Image result for the story of the last chrysanthemums

Kiku and Otoku, the tragic lovers of The Story of the Last Chrysanthemums.

The Story of the Last Chrysanthemums is a tragic romance set within the world of kabuki theater. Taking place in 1885, alternating between Tokyo and Osaka, we are told the story of Kikunosuke Onoe, a kabuki actor who is praised because of his adoptive father. Behind his back, he is a man who is disliked by his troupe, and the only person who has spoken to him with honesty is none other than Otoku, his infant brother’s wet nurse. After Otoku is fired from the family and forbidden to see Kiku, who falls in love with her and encourages him to go back into acting. I knew from this outline that it had to be none other than Mizoguchi who would handle it, but from the sound of the story and his fascination with the struggle of women, I would have first thought of another filmmaker. It was not until I finally saw the film, however, when my breath had been taken away.

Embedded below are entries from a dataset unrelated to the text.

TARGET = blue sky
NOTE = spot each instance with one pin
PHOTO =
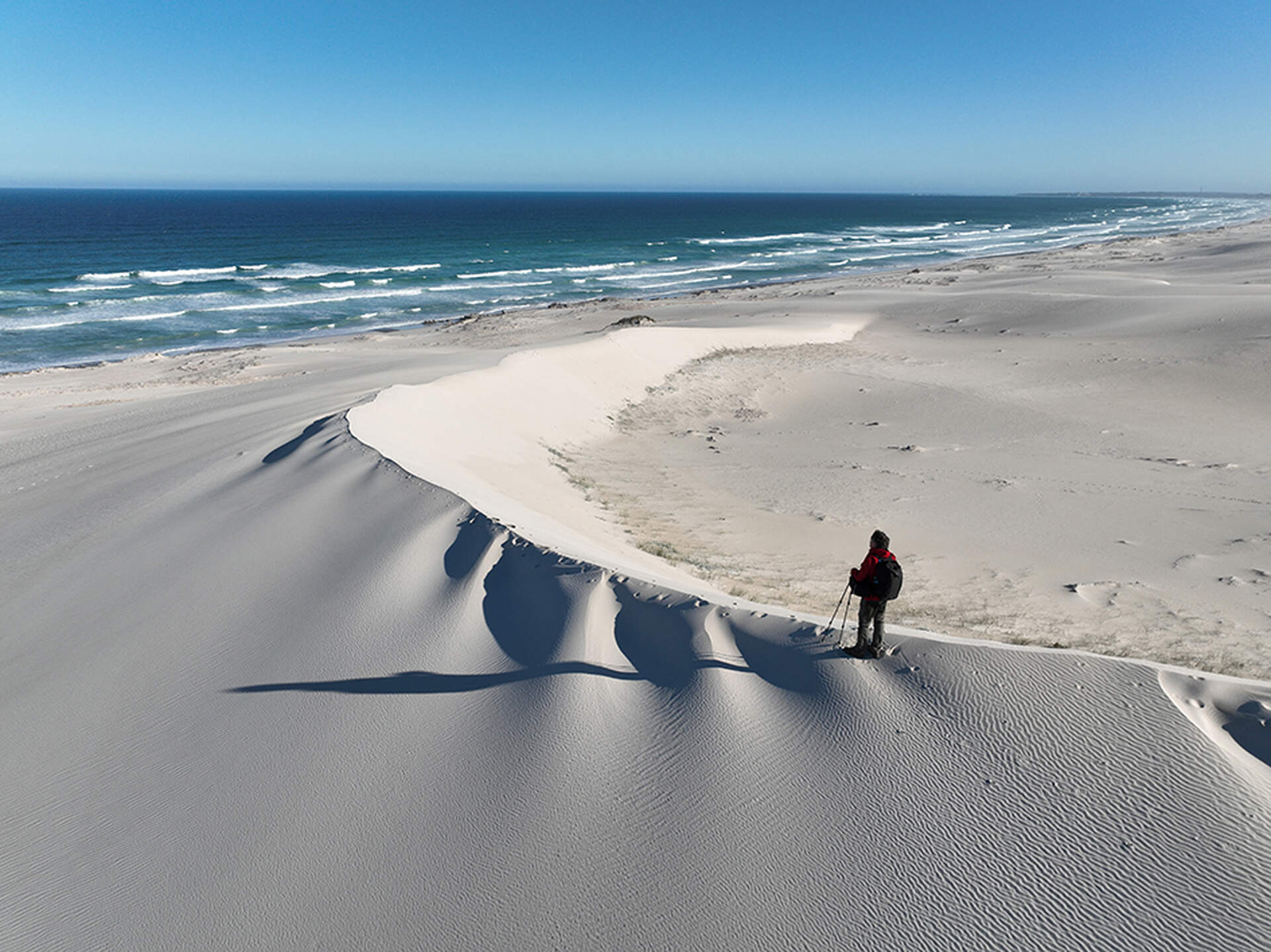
(959, 97)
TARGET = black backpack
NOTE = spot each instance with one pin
(884, 584)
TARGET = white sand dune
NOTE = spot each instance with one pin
(263, 688)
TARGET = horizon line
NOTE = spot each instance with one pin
(618, 190)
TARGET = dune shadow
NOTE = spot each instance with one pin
(1251, 732)
(281, 453)
(525, 605)
(475, 537)
(444, 683)
(783, 665)
(656, 638)
(438, 682)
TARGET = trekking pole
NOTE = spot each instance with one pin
(845, 595)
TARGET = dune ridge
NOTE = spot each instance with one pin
(263, 688)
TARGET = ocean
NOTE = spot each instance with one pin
(103, 275)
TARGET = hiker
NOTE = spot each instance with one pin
(874, 602)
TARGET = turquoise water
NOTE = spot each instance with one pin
(101, 275)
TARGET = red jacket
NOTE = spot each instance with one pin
(866, 572)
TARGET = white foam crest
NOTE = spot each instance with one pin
(678, 272)
(304, 301)
(179, 275)
(912, 229)
(301, 269)
(106, 276)
(494, 273)
(99, 320)
(757, 239)
(490, 285)
(591, 269)
(686, 281)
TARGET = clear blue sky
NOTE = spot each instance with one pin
(880, 95)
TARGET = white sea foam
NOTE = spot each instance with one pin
(124, 318)
(494, 273)
(755, 239)
(106, 276)
(483, 286)
(301, 269)
(686, 281)
(179, 275)
(596, 269)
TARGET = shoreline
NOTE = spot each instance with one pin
(605, 299)
(240, 642)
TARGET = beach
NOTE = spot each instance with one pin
(511, 631)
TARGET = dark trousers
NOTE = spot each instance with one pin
(871, 613)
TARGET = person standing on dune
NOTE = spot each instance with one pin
(874, 583)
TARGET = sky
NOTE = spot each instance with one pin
(696, 95)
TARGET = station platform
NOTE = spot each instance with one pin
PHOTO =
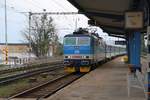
(107, 82)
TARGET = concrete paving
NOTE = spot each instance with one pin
(108, 82)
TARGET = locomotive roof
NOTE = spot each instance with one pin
(70, 35)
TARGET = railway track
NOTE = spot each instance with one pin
(25, 68)
(6, 80)
(47, 89)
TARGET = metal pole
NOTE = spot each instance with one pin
(6, 44)
(148, 55)
(30, 14)
(6, 23)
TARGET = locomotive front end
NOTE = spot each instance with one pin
(77, 53)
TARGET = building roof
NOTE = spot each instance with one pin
(109, 14)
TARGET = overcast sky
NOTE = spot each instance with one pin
(17, 20)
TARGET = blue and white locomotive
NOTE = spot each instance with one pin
(82, 51)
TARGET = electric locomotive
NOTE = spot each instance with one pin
(82, 51)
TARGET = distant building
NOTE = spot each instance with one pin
(15, 47)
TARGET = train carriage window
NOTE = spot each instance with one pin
(83, 41)
(70, 41)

A certain phrase comes to mind when I wish to talk about what sort of impact The Story of the Last Chrysanthemums can leave upon one: “Art imitates life.” A certain sense of tragedy comes along with how Mizoguchi moves on with the romance that develops between Kiku and Otoku. The two of them are people pained in different ways. Kiku is a man who has been lied to. Otoku’s suffering, on the other hand, is more physical, as she had been fired from the family of Kiku’s infant brother, and she takes a sacrifice in order to help one in the higher class. Although Kiku’s rising is Mizoguchi’s primary highlight for The Story of the Last Chrysanthemums as it progresses, a certain pain hits by that reminds us again of why he had been brought up. He has been rising at the expense of a lover in the lower class.

What has defined the work of Mizoguchi is how he portrays the trials of women within Japanese society, and the saddest thing about the pain in which he is depicting in his work is that it is still something running today. Perhaps it may not be as direct towards one’s eyes, but it is still somewhere to be found. When one comes to consider the time period in which he was most active, it is astonishing just to watch how politically aware Kenji Mizoguchi is, through his unflinching look upon any time period that can still run anywhere to be found today. Evidently, The Story of the Last Chrysanthemums is a film that is angry. It is angry towards the gross mistreatment of the lower class, especially when it is only being used by the higher class to rise up even further. A different scenario comes into play, with Mizoguchi examining Kiku’s romance towards the lower-class Otoku, and over time his humanity only increases. Yet it is a specific moment in Otoku’s arc that soon brings on a greater sense of tragedy, for she becomes aware of how much she has wasted her own life because of the patronizing hierarchy all around. He builds so much upon what the other end does not know, heightening its impact.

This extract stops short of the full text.